Giving the Lock factory responsibility for picking the appropriate latch
implementation would not only save the BasePage implementation from containing
a lot of latch logic, but it could also permit us to have, say, an
implementation like the current one where deadlocks involving latches and
locks can be debugged together for debugging work, a lightweight pure-java
exclusive latch for Java 1.4 and possibly a shared/exclusive latch using
ReentrantReadWriteLocks from Java 1.5.

Now, I'm just mentioning the last one because we've observed significant wait
times caused by contended latch waits on the root and second-level blocks in a
B-tree index. Adding shared latching for B-tree traversing code could possibly
be one way to alleviate this problem. 

Of course great care must be taken when working in this part of Derby and more
thought should go into this before a decision on how to handle this is made,
as Mike has pointed out it is easy to make a mistake here that causes silent
corruption and data loss. (Not to mention that different latching
implementations on different JVMs and debug/non-debug builds could lead to
some very, uhm, "interesting" Heisenbugs... =)

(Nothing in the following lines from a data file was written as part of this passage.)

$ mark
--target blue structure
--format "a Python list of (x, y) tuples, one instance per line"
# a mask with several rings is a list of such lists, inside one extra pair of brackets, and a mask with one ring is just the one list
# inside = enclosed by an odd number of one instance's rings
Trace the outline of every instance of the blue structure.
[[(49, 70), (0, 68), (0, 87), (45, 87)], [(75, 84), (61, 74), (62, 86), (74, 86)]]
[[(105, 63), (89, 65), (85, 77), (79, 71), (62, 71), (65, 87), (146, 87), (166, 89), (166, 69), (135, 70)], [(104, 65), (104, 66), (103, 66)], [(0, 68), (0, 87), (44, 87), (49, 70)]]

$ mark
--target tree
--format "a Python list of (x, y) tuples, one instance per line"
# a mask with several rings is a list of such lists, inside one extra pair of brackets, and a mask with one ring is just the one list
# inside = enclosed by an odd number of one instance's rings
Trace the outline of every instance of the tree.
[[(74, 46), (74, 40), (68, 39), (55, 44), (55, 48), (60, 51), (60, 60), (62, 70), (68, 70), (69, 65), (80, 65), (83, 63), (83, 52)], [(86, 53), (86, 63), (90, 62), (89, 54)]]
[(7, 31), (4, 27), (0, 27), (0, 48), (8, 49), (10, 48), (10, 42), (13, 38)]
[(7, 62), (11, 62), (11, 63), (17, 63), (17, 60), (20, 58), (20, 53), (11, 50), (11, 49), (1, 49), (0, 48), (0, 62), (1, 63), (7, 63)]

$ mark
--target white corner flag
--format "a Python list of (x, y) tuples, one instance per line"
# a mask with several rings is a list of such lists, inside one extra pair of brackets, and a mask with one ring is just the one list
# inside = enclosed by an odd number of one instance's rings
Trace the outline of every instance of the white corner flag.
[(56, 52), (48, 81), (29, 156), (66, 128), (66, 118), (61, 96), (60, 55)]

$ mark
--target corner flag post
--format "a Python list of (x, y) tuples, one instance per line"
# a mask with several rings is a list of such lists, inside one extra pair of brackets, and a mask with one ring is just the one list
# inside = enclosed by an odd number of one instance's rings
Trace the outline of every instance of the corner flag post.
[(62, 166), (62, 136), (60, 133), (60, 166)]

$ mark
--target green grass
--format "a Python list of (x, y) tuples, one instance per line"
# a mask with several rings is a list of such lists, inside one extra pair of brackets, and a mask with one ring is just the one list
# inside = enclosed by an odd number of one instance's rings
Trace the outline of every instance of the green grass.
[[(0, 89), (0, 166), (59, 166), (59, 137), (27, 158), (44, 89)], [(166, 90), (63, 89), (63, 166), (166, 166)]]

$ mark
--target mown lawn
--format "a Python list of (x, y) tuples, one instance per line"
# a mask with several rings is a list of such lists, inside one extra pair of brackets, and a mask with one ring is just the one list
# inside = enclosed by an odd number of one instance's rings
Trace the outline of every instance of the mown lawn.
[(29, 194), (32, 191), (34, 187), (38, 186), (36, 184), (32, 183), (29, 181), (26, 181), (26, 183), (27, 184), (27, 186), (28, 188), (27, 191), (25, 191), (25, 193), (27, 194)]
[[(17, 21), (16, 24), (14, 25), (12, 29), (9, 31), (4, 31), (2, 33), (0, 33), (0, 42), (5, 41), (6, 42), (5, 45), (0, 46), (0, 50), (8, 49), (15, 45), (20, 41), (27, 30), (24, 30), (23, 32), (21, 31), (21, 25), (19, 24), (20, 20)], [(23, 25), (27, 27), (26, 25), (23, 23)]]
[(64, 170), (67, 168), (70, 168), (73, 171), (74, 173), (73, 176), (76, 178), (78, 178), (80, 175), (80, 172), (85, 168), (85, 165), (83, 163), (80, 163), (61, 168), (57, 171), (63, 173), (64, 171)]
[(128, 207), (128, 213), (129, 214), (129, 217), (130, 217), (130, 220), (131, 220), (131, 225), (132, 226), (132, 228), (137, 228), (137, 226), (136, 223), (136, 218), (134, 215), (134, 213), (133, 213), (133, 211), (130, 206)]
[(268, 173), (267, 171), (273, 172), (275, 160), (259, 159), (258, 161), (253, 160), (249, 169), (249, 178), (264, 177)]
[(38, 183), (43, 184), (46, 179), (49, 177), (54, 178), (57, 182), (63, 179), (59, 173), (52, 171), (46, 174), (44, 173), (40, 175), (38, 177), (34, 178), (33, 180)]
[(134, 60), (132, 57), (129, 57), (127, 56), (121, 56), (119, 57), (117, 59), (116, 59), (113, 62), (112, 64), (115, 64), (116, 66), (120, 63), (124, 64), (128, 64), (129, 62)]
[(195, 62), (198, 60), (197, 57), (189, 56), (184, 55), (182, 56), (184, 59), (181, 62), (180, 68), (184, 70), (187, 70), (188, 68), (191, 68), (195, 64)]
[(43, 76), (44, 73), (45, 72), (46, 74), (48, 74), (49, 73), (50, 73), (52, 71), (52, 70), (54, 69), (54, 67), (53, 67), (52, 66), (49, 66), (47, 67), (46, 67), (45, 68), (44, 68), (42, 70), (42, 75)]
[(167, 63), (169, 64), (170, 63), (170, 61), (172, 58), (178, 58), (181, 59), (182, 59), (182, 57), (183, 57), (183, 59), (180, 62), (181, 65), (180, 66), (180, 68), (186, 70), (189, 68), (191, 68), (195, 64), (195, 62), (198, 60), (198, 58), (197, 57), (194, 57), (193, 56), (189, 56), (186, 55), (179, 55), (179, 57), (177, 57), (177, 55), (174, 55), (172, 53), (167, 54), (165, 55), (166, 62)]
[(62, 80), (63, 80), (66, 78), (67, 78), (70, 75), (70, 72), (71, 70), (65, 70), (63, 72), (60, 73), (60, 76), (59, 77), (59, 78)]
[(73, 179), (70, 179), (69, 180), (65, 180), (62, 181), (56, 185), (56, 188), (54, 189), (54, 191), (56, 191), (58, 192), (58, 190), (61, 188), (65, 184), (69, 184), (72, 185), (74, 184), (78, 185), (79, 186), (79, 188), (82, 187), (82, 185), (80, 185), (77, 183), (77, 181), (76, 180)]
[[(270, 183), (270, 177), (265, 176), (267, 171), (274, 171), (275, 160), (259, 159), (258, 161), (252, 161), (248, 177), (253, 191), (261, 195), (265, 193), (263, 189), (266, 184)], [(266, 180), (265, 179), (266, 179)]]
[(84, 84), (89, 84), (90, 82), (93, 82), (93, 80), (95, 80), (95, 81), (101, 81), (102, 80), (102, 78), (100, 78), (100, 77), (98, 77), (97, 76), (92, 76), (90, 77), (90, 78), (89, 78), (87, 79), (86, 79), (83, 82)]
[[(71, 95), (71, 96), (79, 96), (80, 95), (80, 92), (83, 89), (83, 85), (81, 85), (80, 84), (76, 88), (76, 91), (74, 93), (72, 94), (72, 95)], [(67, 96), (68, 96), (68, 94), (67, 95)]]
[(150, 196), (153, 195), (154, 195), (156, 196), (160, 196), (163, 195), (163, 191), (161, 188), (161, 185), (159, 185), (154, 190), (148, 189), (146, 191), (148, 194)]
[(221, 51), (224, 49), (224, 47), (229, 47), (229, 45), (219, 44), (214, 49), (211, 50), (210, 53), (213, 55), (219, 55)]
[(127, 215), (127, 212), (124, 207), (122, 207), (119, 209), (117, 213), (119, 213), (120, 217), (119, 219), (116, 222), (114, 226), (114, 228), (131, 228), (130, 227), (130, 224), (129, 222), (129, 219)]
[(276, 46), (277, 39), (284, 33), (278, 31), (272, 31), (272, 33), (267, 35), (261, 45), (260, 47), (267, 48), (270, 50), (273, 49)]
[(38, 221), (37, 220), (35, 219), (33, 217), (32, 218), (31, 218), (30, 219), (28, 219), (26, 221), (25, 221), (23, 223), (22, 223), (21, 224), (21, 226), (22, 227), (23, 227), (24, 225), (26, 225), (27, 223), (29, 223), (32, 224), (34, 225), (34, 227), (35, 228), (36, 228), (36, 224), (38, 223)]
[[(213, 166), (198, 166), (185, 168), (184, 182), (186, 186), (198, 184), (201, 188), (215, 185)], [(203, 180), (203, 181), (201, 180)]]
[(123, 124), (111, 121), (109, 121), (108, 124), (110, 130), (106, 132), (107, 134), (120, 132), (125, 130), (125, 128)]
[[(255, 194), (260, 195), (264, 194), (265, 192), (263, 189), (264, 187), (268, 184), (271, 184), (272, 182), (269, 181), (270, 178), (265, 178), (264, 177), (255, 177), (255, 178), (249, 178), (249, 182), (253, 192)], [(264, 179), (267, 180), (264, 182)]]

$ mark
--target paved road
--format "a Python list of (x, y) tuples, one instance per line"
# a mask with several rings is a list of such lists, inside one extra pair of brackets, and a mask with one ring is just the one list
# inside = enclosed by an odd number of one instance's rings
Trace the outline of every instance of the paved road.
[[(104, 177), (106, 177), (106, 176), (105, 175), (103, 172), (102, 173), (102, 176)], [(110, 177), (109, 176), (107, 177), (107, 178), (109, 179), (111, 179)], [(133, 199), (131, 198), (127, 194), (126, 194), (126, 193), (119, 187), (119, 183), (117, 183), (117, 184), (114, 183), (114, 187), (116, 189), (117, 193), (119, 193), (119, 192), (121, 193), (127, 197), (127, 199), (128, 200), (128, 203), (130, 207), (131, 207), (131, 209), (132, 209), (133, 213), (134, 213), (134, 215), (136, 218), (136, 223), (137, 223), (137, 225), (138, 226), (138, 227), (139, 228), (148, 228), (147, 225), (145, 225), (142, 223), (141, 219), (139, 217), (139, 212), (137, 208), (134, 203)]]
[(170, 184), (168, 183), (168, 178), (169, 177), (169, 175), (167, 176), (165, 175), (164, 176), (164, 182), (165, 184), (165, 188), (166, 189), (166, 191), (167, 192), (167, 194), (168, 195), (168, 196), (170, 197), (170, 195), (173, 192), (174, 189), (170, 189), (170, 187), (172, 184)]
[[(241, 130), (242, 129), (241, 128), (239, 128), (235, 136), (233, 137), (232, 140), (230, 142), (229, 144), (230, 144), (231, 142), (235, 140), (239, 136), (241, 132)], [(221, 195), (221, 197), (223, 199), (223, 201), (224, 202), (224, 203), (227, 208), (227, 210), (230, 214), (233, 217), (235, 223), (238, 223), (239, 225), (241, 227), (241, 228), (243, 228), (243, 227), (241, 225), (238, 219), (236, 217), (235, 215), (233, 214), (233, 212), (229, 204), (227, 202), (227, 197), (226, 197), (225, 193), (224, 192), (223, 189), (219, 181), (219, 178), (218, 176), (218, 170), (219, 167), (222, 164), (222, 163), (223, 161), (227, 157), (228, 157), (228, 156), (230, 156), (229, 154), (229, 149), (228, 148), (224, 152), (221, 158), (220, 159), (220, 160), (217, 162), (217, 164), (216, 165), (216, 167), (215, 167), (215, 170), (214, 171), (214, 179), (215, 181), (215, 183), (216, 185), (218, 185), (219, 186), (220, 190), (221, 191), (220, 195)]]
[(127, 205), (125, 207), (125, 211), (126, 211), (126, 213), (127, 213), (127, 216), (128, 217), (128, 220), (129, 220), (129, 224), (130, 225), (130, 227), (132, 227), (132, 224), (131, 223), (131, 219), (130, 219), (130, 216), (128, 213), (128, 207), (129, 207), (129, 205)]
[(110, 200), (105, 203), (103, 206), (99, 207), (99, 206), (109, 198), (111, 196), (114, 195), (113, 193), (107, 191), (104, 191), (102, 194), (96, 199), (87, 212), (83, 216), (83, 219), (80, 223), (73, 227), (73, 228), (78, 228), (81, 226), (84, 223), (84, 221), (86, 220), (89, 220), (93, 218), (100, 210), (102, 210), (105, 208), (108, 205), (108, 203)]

Anyway, I'm a newbie at this, but those are my two cents, and I'm just
throwing my thoughts out here in the hope that someone finds a use for them.
To reiterate - my point is that if we keep this architecturally clean, we can
reap some benefits right away and keep the avenue open for more cool stuff
later. My ideas for what could be "cool stuff" are not necessarily good ideas.

Anders Morken

My opinions may have changed, but not the fact that I am right!